Meski Diminta Berhenti, Warga Cilamaya Lampung Melanjutkan Aksi Kubur Diri

JUMAT, 3 JUNI 2016

LAMPUNG—Aksi kubur diri empat warga Cilamaya, Amran Harahap, Hamdan, Iin dan Samin mewakili puluhan warga yang belum menerima kompensasi ganti rugi proyek pembangunan Jalan Tol Trans Sumatera (JTTS) ruas Bakauheni-Terbanggi Besar khususnya di KM 05 sudah berlangsung lebih dari 24 jam. Aksi kubur diri masih akan berlangsung,  bahkan ratusan warga memberi dukungan dengan menginap dan mendirikan tenda di selitar lokasi dan menggunakan penerangan dengan sumber listrik dari jenset.

 

Aksi oleh empat warga tersebut sempat membuat Camat Kecamatan Bakauheni, Ariswandi dan Kapolsek Penengahan AKP Mulyadi Yakub mendatangi lokasi dan meminta agar aksi tersebut dihentikan. Ariswandi menuturkan langkah pembicaraan dan diskusi dengan pihak terkait diantaranya Badan Pertanahan Nasional (BPN), Kementerian Pekerjaan Umum (PU) serta pihak yang bersengketa terkait tanah bisa dilakukan.

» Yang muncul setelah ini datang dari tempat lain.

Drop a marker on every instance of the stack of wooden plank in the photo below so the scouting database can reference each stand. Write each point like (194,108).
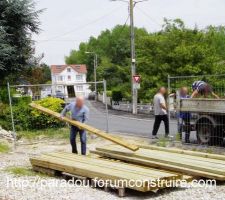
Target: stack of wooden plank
(86,127)
(103,169)
(190,163)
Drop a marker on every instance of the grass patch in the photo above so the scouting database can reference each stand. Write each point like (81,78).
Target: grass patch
(4,148)
(23,171)
(58,133)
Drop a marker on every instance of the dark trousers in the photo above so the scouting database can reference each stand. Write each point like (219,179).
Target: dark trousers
(83,140)
(158,119)
(185,125)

“Jangan menyakiti badan karena akan berdampak buruk jadi saya harap dihentikan saja dan dilakukan pembicaraan lagi agar niat saudara-saudara bisa segera terwujud menerima ganti rugi” ungkapnya saat mengunjungi warga yang melakukan aksi kubur diri pada hari Jumat (3/6/2016).

Ia pun berjanji akan menghadirkan petugas medis untuk menghindari hal-hal tak diinginkan terjadi pada keempat warga yang melakukan aksi kubur diri. Sebelumnya, pada hari pertama aksi kubur diri pada Kamis (2/6/2016), aksi dilakukan lima orang warga namun satu warga mengalami gangguan kesehatan dan segera keluar dari dalam timbunan dan kini tersisa empat warga.

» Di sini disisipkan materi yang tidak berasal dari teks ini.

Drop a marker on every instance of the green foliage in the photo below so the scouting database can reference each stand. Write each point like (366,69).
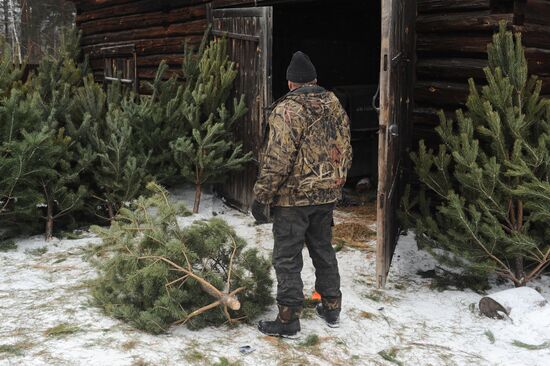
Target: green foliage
(134,285)
(208,153)
(72,151)
(484,196)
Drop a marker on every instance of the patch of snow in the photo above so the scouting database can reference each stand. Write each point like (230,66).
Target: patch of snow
(417,325)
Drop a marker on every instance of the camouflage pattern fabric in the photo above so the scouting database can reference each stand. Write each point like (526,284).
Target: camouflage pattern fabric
(307,153)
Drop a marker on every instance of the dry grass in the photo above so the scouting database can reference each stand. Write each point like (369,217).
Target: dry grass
(353,232)
(366,211)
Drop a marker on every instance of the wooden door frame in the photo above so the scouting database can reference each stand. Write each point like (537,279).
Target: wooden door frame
(386,240)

Meski demikian warga bersikeras tetap melakukan aksi tersebut untuk menuntut pihak terkait segera melakukan pencairan uang ganti rugi bagi warga yang berhak menerima sesuai dengan alas hak yang mereka miliki.
 
Aksi kubur diri diharapkan menjadi aksi puncak dalam memperjuangkan haknya karena sebelumnya,  berbagai langkah telah dilakukan selama beberapa bulan, diantaranya aksi unjuk rasa di kantor pemerintahan, tetapi tuntutan warga belum juga dipenuhi.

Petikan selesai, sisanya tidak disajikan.